AI literacy demand surges in Singapore amid skills gap
Demand for AI literacy skills in Singapore has risen by more than 70% year on year, with employers seeking the skill across every major job function tracked in LinkedIn's latest Skills on the Rise rankings.
The findings place Singapore in the global report for the first time, alongside 11 other markets. The data also points to a confidence gap: 41% of professionals in Singapore said they feel unprepared for the speed of technology-driven change affecting the skills needed for their roles.
The ranking is based on year-on-year growth in skills added to member profiles and skills linked to successful hires. It compares activity from December 2024 to November 2025 against the same period a year earlier.
Baseline skill
The sharp rise in AI literacy demand suggests the skill is shifting from a specialist requirement to a broader workplace expectation. AI literacy was among the fastest-growing skills in every job function examined in Singapore.
In Business Development, Sales, Education and Finance, AI literacy ranked among the top skills. In Engineering, the fastest-growing skills included Prompt Engineering and LLM Ops, which LinkedIn described as AI-adjacent fields.
The spread of AI-related skills across both technical and non-technical roles points to changes in how work is organised. Many teams now expect workers to use AI tools for everyday tasks such as drafting, analysis, research and workflow automation. The trend has moved beyond technology departments into commercial, operational and client-facing roles.
Human skills
The same dataset also shows growth in human-centred skills, including collaboration, emotional intelligence, stakeholder management and adaptability. LinkedIn positioned these as rising alongside AI skills, rather than being displaced by them.
Employers often look for a mix of technical literacy and interpersonal strengths, particularly in roles involving change management, cross-functional work and customer engagement. The emphasis on human skills suggests AI adoption is also raising expectations for communication, judgement and coordination.
Serla Rusli, a LinkedIn career expert, said hiring demand reflects the need to combine AI and interpersonal skills.

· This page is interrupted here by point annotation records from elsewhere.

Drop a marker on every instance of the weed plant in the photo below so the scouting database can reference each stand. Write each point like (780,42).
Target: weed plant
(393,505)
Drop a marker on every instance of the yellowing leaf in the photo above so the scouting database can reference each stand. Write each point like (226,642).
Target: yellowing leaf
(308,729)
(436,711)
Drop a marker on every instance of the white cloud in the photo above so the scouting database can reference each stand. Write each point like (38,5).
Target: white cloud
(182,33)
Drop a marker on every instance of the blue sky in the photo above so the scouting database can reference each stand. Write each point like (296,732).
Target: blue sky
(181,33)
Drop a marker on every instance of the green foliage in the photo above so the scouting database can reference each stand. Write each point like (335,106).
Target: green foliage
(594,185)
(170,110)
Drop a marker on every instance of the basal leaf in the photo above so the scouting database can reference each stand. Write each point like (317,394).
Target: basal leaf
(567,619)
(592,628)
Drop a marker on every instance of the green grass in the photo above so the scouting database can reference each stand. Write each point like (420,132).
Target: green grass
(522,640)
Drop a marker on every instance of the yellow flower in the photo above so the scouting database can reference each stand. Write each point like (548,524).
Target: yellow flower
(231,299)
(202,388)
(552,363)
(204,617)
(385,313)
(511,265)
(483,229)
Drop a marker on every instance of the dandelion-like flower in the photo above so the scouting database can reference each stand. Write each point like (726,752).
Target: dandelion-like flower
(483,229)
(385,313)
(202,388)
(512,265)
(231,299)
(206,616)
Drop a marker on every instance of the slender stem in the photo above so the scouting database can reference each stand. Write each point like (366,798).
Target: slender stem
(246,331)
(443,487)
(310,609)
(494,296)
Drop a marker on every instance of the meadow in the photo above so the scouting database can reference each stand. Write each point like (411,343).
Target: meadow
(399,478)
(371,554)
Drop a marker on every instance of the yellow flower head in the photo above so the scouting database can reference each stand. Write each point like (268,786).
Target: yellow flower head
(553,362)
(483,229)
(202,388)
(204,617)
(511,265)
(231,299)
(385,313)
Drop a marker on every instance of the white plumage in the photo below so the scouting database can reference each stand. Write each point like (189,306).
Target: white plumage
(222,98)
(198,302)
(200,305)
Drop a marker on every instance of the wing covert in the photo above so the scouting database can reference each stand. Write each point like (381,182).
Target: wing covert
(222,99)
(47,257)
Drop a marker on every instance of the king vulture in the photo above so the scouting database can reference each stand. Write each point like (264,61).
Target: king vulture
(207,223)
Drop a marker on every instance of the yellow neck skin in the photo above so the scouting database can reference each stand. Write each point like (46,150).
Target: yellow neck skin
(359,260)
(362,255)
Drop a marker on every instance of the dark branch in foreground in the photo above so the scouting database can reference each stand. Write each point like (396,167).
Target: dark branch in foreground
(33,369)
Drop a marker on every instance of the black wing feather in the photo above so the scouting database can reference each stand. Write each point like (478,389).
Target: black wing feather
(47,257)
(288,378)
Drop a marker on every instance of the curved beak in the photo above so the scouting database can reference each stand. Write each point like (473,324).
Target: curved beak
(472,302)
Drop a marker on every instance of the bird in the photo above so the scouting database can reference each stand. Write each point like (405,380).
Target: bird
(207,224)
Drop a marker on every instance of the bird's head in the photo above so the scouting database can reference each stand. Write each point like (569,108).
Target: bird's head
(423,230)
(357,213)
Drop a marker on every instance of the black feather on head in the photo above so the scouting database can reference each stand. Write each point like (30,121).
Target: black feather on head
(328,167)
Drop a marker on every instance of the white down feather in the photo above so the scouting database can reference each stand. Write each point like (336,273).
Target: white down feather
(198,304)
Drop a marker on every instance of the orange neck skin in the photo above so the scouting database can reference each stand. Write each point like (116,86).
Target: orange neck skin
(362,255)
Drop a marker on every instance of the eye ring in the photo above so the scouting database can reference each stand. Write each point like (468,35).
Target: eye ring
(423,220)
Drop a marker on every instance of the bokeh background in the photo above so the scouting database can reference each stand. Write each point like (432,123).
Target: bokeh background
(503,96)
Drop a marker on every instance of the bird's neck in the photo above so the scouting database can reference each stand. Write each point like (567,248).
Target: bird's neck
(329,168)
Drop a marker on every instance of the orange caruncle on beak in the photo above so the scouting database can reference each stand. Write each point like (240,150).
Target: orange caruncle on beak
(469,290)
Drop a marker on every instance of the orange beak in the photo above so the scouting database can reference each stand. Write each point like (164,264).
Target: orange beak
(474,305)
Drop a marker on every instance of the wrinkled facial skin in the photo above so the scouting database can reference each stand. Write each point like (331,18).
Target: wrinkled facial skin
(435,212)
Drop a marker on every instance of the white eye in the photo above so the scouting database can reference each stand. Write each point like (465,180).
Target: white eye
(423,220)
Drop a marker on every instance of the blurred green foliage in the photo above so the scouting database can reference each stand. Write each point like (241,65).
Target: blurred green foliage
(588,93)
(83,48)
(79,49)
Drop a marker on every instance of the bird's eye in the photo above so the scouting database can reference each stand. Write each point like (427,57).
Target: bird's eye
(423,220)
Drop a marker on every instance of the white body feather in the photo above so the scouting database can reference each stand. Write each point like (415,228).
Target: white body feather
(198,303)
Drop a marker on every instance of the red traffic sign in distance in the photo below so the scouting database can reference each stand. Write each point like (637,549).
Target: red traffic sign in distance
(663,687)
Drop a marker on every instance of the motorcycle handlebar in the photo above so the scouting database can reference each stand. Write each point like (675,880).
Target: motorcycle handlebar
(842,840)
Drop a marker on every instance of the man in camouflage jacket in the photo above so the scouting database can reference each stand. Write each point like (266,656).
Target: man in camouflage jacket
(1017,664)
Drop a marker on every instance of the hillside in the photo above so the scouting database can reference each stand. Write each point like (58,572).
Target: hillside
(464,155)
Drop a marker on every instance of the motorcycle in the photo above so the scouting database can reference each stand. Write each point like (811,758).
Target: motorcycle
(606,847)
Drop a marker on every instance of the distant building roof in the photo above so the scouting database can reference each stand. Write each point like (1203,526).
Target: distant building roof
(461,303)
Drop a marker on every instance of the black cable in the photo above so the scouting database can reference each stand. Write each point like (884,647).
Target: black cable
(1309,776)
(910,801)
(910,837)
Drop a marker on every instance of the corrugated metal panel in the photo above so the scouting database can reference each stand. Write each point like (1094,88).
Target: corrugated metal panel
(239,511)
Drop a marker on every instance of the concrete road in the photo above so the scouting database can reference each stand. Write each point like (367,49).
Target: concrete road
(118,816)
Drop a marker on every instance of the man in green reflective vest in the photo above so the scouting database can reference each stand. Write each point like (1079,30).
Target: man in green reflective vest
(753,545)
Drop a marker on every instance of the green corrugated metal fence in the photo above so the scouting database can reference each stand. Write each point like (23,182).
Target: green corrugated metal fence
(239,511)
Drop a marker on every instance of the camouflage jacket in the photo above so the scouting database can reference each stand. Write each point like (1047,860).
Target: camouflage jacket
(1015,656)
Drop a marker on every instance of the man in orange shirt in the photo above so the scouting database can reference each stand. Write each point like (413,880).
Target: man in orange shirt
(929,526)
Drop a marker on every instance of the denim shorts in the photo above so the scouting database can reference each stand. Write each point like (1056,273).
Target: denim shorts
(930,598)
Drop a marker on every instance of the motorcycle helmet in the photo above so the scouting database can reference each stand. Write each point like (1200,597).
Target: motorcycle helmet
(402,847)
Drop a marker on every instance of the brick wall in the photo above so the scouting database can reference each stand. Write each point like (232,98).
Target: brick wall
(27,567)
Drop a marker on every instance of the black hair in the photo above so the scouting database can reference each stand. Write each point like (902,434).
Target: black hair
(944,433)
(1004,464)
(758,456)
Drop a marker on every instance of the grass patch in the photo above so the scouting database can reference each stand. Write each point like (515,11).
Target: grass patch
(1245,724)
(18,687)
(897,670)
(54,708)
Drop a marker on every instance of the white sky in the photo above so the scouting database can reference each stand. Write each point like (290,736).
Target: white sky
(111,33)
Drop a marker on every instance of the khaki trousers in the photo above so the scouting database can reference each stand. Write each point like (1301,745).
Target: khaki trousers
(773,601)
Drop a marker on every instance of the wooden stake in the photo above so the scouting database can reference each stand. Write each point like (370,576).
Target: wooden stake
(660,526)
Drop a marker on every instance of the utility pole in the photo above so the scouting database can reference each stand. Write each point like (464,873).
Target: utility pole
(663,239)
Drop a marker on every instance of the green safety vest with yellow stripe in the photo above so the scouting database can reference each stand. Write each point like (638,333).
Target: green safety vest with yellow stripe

"The careers of the future won't be built on credentials alone. What our data shows is that professionals who combine AI fluency with strong human skills - collaboration, adaptability, stakeholder management - are the ones employers are actively hiring for. The good news is that these skills can be learned. Start by understanding which skills are growing in your field, identify the gaps, and take deliberate steps to close them," said Serla Rusli, Career Expert, LinkedIn.
Top clusters
Across Singapore, LinkedIn listed five fastest-growing skill areas for 2026: AI, Machine Learning and Data Engineering; Software Engineering and Cloud Infrastructure; Strategic Business and Transformation; Financial Management; and Leadership, Communication and Human-Centred Skills.
The inclusion of strategic business skills alongside technical areas points to the scale of organisational change associated with AI. Many companies are reassessing operating models, governance and investment priorities as they deploy new tools across departments. This has increased demand for workers who can interpret business needs, work with data and manage technology-led transformation programmes.
In finance roles, rising AI literacy demand sits alongside expectations for financial management, controls and planning. In education, it reflects the spread of AI tools into teaching and administrative work, as well as broader requirements for digital fluency.
Function-specific lists are available for Business Development, Engineering, Sales, Education and Finance in the main report. LinkedIn also links training material to each skill area through LinkedIn Learning courses.
The combination of rapid growth in AI literacy demand and a sizeable share of professionals reporting low preparedness signals a workforce planning challenge. Employers may need to invest more in training, set clearer expectations for AI use, and adjust hiring criteria as job designs evolve. Workers, in turn, face a shifting set of requirements that blend tool familiarity with communication and collaboration skills.
Rusli added that the skills identified in the data can be learned, and encouraged professionals to identify gaps and take steps to close them.